Gore, Mayhem and Violence, by Mike Gold
Unless you’re new to or you’ve been avoiding our online comics (hey, c’mon, they’re FREE!) or our comments sections (where the real action is), you’ve probably figured out that I am among a number of cultural recidivists who hang out in this corner of the ether. Mark Wheatley, Andrew Pepoy, John Ostrander… well, damn, most of us, now that I think of it.
So it will come as no surprise that I’ve been reading Girasol Collectibles’ Pulp Doubles series (orderable at your friendly neighborhood comics shop and dozens of other online sources), featuring the original Master of Men, The Spider. The real one. The original. The man who best typifies pulp virtues, where the extreme is commonplace and New York City is destroyed every month.
It’s Jim Steranko’s fault. In the first volume of his History of Comics (and, yes, I, too, have been waiting patiently for volume three for over 35 years), he started off writing about the various costumed pulp heroes who influenced (or, in some cases, were blatantly ripped off by) sundry comic book creations. I had never heard of The Spider before, but Jim praised it as being so purple it would make a French king wince in pain.
Instead of filling space telling you what that means, I will instead tell you some of the plot points in The Spider #49, “The City That Dared Not Eat.” It’s one of my favorites, and it’s in Girasol’s Pulp Doubles #1. I don’t know how you can better that title, but, damn, author Wayne Rogers (no relation to Trapper John) certainly beats it to a pulp. Here’s just a few of the story’s highpoints:
• In the very first chapter, our hero, Richard Wentworth, is framed for several murders by, of all people, The Spider. But he’s The Spider! And he’s boxed in so tight Karnack The Magnificent could store answers in him.
• By chapter two, his secret identity is uncovered by his friend, Police Commissioner Kirkpatrick, his socialite fiancée Nita Van Slone brazenly affects his escape, and he’s framed for a few more murders.
• The bad guys blow up a bunch of restaurants in and around Times Square during the height of the dinner rush, killing hundreds if not thousands.
• The public is made to believe The Spider is behind it all as the guy taking credit for it all looks, sounds and acts exactly like The Spider. His minions start poisoning the city’s milk supply, murdering thousands more citizens… mostly tiny babies. And this is 1937; almost 20 years before La Leche League was founded!
• Untold numbers of restaurants, lunch counters and catered events are poisoned, killing thousands more. Among those poisoned: Kirkpatrick and a disguised Van Sloan… and there’s nothing the real Spider can do about it!
I’ve got to tell you, in all the annuals of heroic fiction, there aren’t a hell of a lot of stories in which thousands of babies are murdered in a single night. And all this is just the tip of the iceberg!
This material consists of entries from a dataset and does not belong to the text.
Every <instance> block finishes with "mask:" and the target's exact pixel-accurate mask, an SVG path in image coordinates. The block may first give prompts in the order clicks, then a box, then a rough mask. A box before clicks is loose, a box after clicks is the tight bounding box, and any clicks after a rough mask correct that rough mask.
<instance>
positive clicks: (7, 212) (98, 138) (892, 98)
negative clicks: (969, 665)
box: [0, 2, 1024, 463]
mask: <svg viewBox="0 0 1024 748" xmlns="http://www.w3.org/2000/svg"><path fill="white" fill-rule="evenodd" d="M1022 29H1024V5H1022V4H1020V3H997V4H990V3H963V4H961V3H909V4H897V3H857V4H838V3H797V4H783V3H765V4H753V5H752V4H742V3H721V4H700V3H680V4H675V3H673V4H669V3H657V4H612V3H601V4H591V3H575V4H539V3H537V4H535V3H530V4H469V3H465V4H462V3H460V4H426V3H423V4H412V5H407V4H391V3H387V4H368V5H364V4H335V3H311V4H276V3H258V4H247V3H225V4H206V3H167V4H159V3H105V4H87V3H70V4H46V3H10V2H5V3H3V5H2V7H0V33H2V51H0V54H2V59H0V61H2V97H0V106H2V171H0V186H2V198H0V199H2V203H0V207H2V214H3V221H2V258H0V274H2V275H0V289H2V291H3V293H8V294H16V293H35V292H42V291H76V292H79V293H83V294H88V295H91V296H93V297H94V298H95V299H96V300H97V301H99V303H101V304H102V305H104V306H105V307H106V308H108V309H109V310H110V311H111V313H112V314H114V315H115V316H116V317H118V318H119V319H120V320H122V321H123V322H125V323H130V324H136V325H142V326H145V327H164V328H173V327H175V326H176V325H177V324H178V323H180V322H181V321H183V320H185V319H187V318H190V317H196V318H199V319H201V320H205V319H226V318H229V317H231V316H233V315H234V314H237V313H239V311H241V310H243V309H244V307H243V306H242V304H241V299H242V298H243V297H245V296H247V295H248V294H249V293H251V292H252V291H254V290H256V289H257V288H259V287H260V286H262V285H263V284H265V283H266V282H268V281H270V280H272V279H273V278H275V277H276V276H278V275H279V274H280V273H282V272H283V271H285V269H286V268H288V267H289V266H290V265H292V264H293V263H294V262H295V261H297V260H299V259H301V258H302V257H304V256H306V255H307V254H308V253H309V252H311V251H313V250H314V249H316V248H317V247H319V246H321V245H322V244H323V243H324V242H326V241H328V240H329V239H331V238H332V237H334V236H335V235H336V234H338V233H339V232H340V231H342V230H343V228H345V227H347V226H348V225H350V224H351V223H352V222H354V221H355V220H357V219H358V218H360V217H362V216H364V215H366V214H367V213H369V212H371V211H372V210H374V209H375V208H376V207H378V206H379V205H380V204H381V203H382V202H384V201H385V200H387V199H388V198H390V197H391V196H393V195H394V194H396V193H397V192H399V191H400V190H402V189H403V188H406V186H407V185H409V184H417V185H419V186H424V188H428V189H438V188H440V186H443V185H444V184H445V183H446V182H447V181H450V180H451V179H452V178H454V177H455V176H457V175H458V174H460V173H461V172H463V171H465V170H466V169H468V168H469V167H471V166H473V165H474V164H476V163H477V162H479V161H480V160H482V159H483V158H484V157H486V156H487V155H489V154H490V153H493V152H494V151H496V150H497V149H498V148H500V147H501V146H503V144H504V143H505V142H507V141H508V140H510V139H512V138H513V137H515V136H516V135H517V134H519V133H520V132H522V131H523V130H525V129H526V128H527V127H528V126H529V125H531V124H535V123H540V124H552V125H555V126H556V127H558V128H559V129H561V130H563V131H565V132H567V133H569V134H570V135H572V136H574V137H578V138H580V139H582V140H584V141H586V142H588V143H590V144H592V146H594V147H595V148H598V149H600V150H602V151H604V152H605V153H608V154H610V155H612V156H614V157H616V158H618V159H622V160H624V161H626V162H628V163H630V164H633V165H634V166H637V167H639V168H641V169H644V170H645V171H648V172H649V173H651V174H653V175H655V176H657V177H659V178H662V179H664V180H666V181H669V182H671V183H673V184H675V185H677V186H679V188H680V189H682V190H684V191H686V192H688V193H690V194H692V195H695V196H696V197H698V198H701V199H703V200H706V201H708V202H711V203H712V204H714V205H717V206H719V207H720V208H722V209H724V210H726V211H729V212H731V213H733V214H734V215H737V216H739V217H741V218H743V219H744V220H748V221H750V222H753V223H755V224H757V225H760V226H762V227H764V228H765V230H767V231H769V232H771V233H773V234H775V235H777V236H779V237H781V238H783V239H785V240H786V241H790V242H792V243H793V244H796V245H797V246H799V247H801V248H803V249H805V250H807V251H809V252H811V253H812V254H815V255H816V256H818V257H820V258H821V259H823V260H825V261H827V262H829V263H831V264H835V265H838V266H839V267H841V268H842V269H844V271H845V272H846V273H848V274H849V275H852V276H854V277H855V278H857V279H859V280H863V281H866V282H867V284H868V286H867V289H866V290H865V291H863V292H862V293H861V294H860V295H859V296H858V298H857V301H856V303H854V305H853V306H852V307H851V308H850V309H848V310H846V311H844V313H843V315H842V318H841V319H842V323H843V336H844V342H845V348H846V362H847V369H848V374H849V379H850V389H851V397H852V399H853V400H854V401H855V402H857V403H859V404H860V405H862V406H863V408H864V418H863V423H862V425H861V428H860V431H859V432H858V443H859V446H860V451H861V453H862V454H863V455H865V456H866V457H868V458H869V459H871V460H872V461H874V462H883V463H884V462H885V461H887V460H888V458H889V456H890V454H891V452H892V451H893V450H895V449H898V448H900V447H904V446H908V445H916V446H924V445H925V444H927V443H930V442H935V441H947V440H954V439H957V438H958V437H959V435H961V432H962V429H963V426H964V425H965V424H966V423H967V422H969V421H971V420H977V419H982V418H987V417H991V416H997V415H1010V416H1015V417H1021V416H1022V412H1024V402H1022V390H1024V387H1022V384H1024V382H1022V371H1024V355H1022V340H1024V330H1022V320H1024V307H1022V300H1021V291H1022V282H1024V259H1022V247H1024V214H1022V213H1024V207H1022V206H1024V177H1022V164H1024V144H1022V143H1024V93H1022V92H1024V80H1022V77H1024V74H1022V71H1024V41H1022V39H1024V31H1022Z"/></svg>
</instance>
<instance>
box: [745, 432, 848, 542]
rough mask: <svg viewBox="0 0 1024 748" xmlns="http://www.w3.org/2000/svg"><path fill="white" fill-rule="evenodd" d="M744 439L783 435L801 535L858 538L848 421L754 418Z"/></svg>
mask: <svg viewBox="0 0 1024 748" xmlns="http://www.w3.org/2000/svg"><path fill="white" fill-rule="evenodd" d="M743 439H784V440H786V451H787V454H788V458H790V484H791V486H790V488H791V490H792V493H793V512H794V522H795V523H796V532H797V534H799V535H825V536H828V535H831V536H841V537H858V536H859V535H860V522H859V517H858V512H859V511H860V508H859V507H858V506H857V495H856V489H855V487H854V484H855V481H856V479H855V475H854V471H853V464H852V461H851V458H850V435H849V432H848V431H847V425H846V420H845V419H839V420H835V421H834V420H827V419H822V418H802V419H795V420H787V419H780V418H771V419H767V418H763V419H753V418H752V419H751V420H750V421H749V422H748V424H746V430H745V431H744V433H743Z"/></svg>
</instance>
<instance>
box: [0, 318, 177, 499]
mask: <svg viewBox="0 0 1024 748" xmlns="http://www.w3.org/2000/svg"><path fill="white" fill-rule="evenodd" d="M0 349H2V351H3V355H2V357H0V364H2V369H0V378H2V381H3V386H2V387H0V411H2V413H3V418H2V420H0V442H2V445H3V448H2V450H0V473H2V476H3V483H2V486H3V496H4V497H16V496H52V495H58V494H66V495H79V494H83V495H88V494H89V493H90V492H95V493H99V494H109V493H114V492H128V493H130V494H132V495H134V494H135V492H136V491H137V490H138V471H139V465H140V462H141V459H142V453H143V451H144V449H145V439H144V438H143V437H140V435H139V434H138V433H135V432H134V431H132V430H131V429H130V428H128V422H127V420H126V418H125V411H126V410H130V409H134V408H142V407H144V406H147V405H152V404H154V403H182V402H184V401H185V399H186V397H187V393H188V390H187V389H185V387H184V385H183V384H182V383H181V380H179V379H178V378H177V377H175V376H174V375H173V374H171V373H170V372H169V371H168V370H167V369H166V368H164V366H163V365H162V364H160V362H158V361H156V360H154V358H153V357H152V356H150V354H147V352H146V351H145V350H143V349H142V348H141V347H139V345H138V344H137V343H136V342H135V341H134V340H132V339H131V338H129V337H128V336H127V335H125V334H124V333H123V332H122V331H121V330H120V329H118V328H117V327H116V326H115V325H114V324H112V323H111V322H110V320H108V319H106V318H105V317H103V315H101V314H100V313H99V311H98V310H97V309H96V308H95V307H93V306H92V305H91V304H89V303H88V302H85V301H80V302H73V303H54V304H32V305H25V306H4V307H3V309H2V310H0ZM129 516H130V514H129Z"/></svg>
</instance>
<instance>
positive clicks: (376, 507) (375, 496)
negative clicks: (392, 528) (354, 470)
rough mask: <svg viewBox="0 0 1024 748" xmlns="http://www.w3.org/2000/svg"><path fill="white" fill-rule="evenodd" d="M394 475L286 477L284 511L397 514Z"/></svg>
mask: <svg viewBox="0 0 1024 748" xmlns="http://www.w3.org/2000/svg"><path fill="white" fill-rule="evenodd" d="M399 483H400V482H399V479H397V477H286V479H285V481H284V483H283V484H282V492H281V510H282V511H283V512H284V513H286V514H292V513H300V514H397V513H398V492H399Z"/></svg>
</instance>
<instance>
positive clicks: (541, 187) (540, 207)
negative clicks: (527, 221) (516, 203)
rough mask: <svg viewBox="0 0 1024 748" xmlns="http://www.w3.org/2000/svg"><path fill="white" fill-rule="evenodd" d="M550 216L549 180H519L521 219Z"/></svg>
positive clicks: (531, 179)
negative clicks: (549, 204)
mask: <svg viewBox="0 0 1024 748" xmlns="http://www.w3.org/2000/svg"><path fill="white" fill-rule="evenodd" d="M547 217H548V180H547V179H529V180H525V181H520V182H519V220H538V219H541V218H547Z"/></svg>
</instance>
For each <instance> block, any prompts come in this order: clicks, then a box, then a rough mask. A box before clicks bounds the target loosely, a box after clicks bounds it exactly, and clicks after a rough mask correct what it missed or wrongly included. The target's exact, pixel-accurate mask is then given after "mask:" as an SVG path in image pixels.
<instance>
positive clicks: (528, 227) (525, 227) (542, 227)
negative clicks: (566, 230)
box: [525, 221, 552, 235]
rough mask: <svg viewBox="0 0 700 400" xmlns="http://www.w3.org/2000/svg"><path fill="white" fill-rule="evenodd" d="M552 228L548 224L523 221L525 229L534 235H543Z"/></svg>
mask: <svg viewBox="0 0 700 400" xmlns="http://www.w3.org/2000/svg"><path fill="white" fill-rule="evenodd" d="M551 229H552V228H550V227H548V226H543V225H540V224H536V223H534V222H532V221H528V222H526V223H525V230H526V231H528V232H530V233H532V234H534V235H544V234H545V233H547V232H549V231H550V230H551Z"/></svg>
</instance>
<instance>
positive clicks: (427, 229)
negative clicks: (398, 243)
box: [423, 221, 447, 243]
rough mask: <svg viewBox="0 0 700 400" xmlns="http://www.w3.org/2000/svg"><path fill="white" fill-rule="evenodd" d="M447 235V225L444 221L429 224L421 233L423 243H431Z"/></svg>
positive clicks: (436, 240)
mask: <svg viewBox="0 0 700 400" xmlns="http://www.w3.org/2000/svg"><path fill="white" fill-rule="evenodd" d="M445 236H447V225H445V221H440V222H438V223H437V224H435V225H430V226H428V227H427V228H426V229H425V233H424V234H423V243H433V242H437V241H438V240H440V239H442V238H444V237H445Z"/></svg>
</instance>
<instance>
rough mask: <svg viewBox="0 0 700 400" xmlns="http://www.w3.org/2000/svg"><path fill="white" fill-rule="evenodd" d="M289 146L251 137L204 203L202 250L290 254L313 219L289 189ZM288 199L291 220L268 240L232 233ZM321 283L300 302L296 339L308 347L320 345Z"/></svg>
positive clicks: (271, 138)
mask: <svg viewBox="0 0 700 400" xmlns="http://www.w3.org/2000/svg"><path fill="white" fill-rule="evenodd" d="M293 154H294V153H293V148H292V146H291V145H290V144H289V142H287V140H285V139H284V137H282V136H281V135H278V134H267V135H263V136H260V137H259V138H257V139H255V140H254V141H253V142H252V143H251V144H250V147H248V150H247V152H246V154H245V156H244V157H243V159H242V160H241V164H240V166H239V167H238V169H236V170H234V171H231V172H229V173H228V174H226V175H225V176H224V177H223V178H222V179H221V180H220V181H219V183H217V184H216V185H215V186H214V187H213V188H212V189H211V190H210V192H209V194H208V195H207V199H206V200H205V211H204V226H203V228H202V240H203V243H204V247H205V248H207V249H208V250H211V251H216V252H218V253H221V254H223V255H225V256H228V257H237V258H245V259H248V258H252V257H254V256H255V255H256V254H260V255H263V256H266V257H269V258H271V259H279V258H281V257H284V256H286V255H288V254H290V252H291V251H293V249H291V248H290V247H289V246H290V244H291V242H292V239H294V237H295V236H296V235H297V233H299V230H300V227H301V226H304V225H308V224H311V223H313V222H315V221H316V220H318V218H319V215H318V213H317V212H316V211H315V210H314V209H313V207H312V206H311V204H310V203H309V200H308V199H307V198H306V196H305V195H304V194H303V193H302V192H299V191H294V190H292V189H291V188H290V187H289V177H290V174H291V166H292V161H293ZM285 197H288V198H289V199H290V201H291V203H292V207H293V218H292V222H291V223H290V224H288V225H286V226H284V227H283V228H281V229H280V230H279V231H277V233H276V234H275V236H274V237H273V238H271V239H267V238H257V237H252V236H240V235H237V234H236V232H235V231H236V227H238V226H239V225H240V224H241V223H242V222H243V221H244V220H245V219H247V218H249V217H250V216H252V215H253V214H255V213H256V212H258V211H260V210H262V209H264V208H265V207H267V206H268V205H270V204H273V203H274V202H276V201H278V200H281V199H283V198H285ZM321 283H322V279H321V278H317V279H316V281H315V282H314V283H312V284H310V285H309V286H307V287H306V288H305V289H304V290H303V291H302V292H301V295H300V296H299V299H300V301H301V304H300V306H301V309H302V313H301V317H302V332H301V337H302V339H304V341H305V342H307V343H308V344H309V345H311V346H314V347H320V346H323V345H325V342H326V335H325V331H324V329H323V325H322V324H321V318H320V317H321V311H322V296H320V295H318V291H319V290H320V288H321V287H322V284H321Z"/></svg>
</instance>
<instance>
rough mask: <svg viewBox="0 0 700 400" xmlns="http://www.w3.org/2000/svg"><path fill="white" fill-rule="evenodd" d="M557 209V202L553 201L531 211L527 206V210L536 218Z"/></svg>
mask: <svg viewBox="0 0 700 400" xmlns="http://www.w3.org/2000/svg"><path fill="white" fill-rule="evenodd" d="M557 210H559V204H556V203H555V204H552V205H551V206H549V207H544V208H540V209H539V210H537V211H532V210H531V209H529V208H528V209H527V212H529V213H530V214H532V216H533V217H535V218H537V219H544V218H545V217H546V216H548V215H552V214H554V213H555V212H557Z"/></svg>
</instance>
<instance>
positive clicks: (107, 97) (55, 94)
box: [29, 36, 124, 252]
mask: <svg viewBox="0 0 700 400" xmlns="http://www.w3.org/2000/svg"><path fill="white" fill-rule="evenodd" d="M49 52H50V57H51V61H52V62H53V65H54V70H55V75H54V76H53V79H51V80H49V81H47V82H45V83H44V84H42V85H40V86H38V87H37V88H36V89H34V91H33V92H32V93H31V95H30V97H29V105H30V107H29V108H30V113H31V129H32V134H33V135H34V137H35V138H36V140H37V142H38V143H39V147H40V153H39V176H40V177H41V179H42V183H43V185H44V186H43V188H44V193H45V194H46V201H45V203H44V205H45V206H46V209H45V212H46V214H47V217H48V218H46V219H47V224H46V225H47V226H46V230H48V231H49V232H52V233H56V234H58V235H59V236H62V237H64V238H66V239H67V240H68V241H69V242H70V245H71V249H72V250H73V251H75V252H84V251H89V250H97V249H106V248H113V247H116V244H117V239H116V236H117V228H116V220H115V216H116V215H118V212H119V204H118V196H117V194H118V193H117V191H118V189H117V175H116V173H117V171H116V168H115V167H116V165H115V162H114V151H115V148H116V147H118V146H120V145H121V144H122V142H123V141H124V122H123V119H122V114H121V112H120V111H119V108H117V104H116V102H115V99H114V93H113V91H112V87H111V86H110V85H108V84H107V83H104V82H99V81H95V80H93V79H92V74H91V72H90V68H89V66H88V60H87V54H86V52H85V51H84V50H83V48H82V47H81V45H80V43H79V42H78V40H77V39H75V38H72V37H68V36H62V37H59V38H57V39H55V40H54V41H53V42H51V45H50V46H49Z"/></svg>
The cover reproduction (above) is typical of The Spider pulps: gaudy, horrific and violent, but basically irrelevant to the story. The scene doesn’t take place in the story and the villains don’t look like wrestlers at a Victorian masquerade ball. More important, The Spider doesn’t look at all like the guy on the cover. The real thing looks more like Lon Chaney Senior on a bender. He only appeared on, I believe, four of the 118 Spider covers. It didn’t matter: The Spider was among the best-selling and most long-lived of the pulp heroes.
As a reader, this stuff is great fun. As a comics editor, I’m jealous as all hell. Today, it’s hard to get away with a story where all of the bad guys are totally evil to the bone without any psychological hoo-hah to explain away their psychoses. It’s even harder to get away with a story where all of the good guys – plus Nita Van Slone, who takes a backseat to no one when it comes to the tough stuff – can amass their own massive, retaliatory body count.
As much blood is spilled in an average Spider story as in a typical week in Baghdad. Except, of course, The Spider is the stuff of cathartic fantasy. I prefer the latter.
Mike Gold is editor-in-chief of ComicMix.
As far as I'm concerned – THE SPIDER is the only pulp hero who lives up to all the hype about the pulps. Lurid, nasty, sexy, violent, over-the-top PULP. And where were all these wonderful reprints back when I was shelling out all that cash for the original pulps?And come to think of it – Tim Truman and I have both done comic book versions of THE SPIDER. Small world.
"The man who best typifies pulp virtues, where the extreme is commonplace and New York City is destroyed every month."Well, the Spider is the embodiment of one kind of pulp virtues, that's for sure. He's what I'm calling, in my pulp encyclopedia (due out 2009), a Killer Vigilante, and the author's approach to widescreen property destruction is certainly a lot of fun, and on part with the Operator #5 stories. But that's only a small section of the pulp virtues, I think.Am I quibbling? I suppose. But there was such a wide array of characters and stories in the pulps that I'd hate for the violence of the Spider to be described as the best expression of the virtues of the pulps. There was so much more to them than that.